Airlangga Forum Ulas Ayundari, Karya Novel Bertema Perkebunan Kopi

Share on facebook
Share on google
Share on twitter
Share on linkedin
Pembawa Acara dan Pembicara Airlangga Forum “Rentang Kisah Di Kebun Kopi, Ayundari” pada Jumat (18/3/2022) (Foto : Tangkapan Layar Zoom Meeting)

UNAIR NEWSSekolah Pascasarjana Universitas Airlangga (UNAIR) kembali menggelar Acara Airlangga Forum pada Jumat (18/3/2022). Tema yang diusung kali ini berbeda dari biasanya, yakni “Rentang Kisah Di Kebun Kopi, Ayundari” secara daring melalui aplikasi Zoom.  

Dalam kesempatan tersebut, MS. Arifien selaku penulis Novel Ayundari dan Kepala Dinas Perkebunan Pemprov Jatim periode 2010-2017 membeberkan cerita di balik alasan penulisan novel tersebut kepada audiens.

“Sebenarnya, menulis (buku, Red) ini adalah curahan hati saya. Saya selama lulus kuliah, masuk ke birokrasi, masuk ke perkebunan dan pergi ke pelosok kebun di berbagai tempat (di Indonesia) menggugah hati saya untuk menulis,” ujarnya. 

“Jadi, sudah ancang-ancang saya. Dan, saat itu saya menargetkan dalam satu tahun menulis satu buku saja,” imbuhnya.

Perjalanannya dalam menulis, kata Arifien, dipengaruhi oleh pekerjaannya sebagai kepala Dinas Perkebunan. Awalnya, ia menulis buku tentang perkebunan dan pemerintahan. 

Setelah purna, Arifien mencoba menyalurkan bakatnya semasa kecil, yakni menulis puisi dan novel dengan melahirkan karya yang berjudul Ayundari. Buku tersebut adalah refleksi dari pengamatannya terhadap kebun dan permasalahannya.

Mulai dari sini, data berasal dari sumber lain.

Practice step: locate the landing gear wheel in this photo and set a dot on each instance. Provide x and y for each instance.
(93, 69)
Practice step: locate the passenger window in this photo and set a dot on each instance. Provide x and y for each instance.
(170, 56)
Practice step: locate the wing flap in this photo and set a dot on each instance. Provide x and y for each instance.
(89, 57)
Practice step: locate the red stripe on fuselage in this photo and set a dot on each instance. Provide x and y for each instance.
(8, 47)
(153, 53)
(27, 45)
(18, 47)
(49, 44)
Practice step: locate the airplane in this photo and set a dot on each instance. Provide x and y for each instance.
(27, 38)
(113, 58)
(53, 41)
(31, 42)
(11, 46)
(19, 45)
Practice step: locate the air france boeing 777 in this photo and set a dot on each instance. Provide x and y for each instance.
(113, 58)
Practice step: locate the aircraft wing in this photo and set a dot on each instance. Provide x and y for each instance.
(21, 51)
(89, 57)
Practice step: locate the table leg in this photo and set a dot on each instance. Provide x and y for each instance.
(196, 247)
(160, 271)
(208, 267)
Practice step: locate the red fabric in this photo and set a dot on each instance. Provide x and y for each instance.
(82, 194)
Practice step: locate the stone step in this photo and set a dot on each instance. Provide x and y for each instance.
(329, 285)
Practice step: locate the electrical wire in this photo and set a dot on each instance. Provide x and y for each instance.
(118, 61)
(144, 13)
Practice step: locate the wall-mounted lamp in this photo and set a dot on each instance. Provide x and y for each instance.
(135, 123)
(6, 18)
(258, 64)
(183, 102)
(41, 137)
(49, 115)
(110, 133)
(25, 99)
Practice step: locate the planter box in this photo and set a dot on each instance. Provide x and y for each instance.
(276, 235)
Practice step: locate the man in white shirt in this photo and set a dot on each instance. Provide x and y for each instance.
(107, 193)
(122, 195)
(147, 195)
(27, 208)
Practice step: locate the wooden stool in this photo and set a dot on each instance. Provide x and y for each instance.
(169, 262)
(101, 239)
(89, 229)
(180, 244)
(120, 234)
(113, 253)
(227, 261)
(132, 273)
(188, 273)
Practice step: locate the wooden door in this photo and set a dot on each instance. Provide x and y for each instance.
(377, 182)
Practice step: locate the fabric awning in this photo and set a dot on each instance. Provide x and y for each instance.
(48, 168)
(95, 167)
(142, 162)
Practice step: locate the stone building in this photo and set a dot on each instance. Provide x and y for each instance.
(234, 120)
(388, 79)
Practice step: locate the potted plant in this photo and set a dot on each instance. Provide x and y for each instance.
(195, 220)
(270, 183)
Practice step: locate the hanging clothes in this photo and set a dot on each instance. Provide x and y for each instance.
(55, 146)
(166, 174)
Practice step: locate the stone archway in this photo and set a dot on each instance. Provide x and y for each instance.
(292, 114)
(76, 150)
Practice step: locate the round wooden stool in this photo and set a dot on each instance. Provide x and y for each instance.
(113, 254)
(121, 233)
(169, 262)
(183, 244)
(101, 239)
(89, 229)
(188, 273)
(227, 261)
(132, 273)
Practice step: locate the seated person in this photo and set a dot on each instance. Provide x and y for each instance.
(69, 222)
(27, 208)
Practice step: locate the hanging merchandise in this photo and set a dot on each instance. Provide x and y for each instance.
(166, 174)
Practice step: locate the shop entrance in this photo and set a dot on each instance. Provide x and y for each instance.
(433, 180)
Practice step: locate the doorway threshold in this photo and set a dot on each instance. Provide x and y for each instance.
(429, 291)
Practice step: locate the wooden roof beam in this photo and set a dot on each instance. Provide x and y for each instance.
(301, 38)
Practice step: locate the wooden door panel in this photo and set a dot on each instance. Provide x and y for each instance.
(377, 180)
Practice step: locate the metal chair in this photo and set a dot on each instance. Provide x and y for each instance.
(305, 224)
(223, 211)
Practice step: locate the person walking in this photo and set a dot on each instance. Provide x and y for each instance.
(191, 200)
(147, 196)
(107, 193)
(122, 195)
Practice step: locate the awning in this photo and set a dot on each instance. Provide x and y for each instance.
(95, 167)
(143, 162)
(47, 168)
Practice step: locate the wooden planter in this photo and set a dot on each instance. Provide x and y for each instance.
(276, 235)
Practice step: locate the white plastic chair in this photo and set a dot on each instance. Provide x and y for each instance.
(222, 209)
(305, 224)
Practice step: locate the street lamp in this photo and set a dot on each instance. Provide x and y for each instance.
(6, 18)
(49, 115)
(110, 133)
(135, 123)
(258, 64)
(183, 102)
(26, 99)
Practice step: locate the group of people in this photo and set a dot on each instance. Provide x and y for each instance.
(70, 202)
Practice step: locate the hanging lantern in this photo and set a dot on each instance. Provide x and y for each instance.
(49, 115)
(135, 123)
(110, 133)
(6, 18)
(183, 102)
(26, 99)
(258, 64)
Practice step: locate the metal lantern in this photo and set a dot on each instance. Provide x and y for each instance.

“Selain itu, saya mencoba menulis untuk dapat dilihat dari berbagai usia. Saya menokohkan seorang remaja. Dan, saya sudah memetakan akan ada lima jilid dari serial Ayundari. Itu adalah perjalanan perkebunan besar yang akhirnya mengalami perubahan fluktuasi dari waktu ke waktu,” jelasnya.

Bukan hanya itu, Arifien juga berbagi pengalamannya dalam proses kreatif menulis novel Ayundari. Karya Arifien turut didukung beberapa pihak. 

“Saya menulis itu tidak sendirian. Kawan kawan saya ini yang tergabung dalam grup sehati selalu memberikan komentar. Nah, setiap saya menulis saya share ke WhatsApp. Lalu, banyak ide muncul dari teman teman saya ini,” ungkapnya.

Menurut Arifien, ada waktu terbaik untuk menulis. Waktu terbaik itu adalah pukul 1 sampai 4 menjelang subuh. Sebab, Arifien merasa waktu itu memunculkan keheningan sehingga dapat berkonsentrasi untuk menulis. 

“Pagi hari juga waktu yang tepat untuk menulis,” tegasnya.

Arifien mengungkapkan, Ayundari dalam jilid kedua turut mengangkat aspek lingkungan. Sehingga aspek perkebunan dan lingkungan dapat selaras.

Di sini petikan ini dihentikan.